Up until a few months ago my knowledge of leafy greens started with romaine and ended with spinach. Come to find out those are so 2008. Today it’s all about mustards, collards, dandelions and kale. Who knew such a smorgasbord of edible foliage was out there? Before, I probably would have guessed kale was a cousin of shrimp. No clue. Now I buy a bunch every trip to the grocery store. I admit, I used to hurry past that wall of green in the produce section on my way to the carrots and baby spinach. But I’m trying to spend more time in the weeds.

And by weeds I mean leafy greens, not the… well, you know. And the greener the better. I understand the common prejudice toward green things. I’ve never had a problem with the color. My food aversions are of the shape variety – like hot dogs. But that’s neither here nor there. Greens though, never an issue. If you can get past any preconceived notions and the image I’ve given you of actually eating weeds, kale and other dark leafy greens are actually quite tasty when done right. Plus they’re about as green as it gets and mama didn’t push those green beans because they’re beans. Green means vitamins, minerals and all that good stuff. So go get ya some.

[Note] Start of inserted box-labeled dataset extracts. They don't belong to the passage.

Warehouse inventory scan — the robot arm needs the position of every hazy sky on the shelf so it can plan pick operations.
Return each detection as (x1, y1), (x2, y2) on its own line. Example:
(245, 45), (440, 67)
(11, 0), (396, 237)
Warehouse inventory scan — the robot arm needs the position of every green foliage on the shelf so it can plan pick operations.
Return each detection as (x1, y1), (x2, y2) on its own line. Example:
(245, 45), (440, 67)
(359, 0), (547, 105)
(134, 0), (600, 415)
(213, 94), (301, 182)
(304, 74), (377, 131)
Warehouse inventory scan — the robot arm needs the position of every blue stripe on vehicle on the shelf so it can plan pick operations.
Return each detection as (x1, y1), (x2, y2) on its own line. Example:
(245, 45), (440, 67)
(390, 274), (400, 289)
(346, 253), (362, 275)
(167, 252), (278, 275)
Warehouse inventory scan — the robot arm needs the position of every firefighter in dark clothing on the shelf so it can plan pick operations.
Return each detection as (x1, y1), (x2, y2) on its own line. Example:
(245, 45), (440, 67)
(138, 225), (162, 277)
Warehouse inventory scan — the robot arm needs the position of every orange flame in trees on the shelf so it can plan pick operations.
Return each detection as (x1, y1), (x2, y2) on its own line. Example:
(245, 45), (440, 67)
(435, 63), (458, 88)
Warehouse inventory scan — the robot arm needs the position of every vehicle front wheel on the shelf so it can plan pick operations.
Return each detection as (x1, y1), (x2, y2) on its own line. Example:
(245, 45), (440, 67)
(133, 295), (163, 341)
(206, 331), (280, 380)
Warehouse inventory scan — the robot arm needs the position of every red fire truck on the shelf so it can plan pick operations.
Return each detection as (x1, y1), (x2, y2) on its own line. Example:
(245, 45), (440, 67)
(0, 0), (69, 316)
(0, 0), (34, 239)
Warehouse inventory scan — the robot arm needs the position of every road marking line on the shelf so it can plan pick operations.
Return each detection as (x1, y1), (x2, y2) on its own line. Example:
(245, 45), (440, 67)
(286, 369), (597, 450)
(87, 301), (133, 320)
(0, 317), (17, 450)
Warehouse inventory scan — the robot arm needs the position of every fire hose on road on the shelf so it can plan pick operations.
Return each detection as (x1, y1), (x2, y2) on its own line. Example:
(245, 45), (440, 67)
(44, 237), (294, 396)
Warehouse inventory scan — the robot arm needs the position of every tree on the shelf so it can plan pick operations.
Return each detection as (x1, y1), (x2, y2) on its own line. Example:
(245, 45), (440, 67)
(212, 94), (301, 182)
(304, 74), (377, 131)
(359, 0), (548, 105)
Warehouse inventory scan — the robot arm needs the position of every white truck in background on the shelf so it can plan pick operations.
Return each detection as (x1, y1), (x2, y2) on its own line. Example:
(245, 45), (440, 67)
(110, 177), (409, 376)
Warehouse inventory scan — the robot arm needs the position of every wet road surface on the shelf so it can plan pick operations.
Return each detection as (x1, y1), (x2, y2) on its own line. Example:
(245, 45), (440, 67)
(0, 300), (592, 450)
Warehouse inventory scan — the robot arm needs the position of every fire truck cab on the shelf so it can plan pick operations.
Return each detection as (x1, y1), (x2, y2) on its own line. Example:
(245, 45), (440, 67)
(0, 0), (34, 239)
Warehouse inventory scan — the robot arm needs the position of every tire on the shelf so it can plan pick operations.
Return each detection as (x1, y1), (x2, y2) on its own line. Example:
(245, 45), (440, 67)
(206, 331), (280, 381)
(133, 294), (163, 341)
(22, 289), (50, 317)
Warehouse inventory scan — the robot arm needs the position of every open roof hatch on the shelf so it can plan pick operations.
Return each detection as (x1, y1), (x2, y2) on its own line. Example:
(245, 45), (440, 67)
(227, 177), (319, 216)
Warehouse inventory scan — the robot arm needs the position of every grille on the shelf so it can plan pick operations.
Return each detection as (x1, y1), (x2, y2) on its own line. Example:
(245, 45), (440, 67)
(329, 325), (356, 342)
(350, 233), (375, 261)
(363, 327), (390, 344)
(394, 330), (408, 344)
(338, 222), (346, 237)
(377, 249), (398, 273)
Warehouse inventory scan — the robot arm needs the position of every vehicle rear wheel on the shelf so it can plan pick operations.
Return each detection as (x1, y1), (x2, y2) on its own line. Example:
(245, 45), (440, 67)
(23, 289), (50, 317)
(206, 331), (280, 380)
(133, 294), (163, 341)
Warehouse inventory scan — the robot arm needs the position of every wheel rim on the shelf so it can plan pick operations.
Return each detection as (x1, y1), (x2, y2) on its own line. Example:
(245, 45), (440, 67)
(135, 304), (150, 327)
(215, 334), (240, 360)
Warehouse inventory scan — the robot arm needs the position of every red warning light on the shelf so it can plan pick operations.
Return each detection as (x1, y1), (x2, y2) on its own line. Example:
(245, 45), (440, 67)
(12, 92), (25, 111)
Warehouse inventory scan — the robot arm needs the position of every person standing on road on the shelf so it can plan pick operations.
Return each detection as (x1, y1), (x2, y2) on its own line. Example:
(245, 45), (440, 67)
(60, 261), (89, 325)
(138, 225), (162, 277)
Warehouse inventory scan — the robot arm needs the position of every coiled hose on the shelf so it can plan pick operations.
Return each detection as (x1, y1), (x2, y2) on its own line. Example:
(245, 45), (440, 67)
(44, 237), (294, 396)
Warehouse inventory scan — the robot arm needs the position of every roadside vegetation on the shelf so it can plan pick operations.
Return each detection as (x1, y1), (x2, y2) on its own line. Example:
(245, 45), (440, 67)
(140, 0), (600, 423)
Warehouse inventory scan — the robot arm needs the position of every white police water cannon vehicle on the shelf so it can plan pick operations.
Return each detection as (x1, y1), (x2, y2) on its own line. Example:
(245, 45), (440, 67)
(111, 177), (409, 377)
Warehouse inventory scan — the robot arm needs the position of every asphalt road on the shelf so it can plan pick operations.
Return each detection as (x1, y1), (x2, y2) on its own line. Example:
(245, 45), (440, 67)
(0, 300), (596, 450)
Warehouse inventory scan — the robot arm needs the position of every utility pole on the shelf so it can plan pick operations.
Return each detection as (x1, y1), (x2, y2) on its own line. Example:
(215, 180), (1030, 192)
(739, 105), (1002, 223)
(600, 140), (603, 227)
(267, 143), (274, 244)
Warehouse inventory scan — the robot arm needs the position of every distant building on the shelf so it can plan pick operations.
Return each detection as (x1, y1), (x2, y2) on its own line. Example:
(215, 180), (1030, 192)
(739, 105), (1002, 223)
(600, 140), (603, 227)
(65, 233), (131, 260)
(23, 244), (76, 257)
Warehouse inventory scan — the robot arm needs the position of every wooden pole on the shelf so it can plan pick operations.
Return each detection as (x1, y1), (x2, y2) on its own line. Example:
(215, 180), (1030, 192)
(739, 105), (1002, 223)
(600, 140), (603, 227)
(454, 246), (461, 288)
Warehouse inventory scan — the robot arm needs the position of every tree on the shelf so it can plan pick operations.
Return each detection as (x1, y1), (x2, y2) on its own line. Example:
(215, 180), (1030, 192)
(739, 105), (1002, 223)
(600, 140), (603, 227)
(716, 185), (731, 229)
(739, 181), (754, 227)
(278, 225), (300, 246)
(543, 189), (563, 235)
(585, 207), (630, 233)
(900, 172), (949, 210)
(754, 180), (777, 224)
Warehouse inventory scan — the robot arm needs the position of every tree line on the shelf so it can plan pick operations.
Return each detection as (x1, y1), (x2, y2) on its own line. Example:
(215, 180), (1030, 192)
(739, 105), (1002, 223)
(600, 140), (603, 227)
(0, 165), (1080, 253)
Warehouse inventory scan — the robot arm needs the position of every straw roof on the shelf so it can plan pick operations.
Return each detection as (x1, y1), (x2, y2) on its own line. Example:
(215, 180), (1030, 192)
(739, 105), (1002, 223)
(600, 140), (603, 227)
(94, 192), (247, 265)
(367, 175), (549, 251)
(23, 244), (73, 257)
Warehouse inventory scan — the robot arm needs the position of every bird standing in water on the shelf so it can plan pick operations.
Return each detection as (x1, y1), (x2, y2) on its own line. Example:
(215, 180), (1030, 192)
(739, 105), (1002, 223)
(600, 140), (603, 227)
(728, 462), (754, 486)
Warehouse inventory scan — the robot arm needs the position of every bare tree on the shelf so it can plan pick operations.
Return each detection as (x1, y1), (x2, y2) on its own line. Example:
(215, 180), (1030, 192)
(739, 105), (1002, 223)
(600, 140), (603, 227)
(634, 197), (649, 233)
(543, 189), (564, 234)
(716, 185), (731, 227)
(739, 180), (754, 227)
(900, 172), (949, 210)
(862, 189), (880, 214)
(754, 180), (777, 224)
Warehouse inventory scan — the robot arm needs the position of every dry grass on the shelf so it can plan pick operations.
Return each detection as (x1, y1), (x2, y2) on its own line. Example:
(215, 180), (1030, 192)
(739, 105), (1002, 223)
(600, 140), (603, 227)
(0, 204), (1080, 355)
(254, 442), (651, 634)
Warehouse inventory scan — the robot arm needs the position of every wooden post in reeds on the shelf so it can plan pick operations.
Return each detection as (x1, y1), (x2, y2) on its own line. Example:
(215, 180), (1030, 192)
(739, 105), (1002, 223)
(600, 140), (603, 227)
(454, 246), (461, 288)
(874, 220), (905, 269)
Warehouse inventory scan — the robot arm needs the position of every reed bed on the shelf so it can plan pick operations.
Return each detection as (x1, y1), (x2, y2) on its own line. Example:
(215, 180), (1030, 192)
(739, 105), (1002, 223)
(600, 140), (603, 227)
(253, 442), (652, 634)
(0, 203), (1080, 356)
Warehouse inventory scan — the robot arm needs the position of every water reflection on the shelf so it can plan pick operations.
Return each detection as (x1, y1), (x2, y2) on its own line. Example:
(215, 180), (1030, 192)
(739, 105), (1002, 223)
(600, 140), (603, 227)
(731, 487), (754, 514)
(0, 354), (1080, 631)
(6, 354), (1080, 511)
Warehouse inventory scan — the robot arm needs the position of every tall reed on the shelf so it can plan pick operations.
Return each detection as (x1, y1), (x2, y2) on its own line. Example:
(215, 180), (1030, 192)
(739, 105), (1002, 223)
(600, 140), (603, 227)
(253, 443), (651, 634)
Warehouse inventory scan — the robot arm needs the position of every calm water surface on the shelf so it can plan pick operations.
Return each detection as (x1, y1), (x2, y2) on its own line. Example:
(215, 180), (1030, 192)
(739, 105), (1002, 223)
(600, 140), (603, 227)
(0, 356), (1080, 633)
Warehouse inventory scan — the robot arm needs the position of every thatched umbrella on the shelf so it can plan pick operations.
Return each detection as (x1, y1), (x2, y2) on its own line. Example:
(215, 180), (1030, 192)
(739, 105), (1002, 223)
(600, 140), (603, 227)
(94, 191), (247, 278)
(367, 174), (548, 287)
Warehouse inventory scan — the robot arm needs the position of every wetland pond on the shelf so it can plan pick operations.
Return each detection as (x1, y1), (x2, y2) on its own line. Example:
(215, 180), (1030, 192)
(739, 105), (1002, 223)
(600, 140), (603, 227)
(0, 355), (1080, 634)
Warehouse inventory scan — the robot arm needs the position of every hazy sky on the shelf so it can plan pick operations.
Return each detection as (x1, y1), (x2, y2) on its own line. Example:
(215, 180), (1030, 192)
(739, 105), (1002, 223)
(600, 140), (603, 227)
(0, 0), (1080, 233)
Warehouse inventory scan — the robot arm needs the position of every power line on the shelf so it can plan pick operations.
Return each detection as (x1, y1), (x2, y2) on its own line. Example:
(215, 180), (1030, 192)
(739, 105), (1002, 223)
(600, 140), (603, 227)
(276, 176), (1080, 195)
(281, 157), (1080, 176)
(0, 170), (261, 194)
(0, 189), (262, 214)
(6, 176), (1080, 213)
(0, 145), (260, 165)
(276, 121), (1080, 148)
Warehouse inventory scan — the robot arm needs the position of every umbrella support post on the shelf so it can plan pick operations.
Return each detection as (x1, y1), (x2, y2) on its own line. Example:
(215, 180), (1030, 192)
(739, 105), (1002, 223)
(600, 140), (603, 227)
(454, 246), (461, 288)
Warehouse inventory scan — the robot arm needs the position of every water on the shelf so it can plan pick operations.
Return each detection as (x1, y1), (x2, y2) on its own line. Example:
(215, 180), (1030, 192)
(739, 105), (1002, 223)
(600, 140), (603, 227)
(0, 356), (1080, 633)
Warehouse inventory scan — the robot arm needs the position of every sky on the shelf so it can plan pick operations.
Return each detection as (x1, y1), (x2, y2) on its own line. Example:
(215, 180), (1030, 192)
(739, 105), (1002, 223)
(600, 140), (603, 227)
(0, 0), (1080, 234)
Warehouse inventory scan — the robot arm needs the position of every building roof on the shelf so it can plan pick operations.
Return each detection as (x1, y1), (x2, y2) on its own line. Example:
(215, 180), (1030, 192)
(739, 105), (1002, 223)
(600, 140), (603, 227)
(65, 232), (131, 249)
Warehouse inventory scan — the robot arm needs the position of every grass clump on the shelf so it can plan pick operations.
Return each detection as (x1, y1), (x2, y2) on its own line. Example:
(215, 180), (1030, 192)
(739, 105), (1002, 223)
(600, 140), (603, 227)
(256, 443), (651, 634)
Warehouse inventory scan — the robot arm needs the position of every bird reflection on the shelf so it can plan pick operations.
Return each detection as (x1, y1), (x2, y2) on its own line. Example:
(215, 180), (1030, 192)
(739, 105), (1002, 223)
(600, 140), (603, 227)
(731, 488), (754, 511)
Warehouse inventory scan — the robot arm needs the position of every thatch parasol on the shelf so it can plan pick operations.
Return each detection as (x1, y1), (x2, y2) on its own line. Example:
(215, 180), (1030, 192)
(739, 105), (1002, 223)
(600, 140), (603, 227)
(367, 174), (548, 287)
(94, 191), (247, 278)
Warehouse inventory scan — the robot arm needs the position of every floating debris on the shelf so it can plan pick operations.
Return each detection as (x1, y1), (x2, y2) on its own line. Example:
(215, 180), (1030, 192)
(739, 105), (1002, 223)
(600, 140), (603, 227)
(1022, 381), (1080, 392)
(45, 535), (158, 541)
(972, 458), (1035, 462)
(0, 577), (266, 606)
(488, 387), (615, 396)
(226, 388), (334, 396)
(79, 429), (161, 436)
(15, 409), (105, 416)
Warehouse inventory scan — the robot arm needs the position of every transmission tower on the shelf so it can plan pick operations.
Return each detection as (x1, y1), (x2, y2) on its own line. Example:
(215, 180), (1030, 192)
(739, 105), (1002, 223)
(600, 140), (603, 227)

Here’s my standby way of preparing kale.

What you need:
1 bunch kale
2 tbsp olive oil
1/2 onion, sliced into crescents
1 tbsp tamiri or soy sauce
2 tbsp water

What you do:
Wash kale by submerging leaves in a bowl of cold water. Dry, and tear kale leaves away from stems and into pieces.
Heat olive in pan over medium heat. Add onions and saute a few minutes, until translucent. Add kale and stir to coat with oil. The kale will turn a brilliant bright green and begin to wilt. Mix together the tamiri (or soy) and water. When greens begin to wilt, add liquid and allow the leaves absorb it, about 5-8 minutes. Taste to see if they’re done – greens should not be bitter, but a little sweet and still green.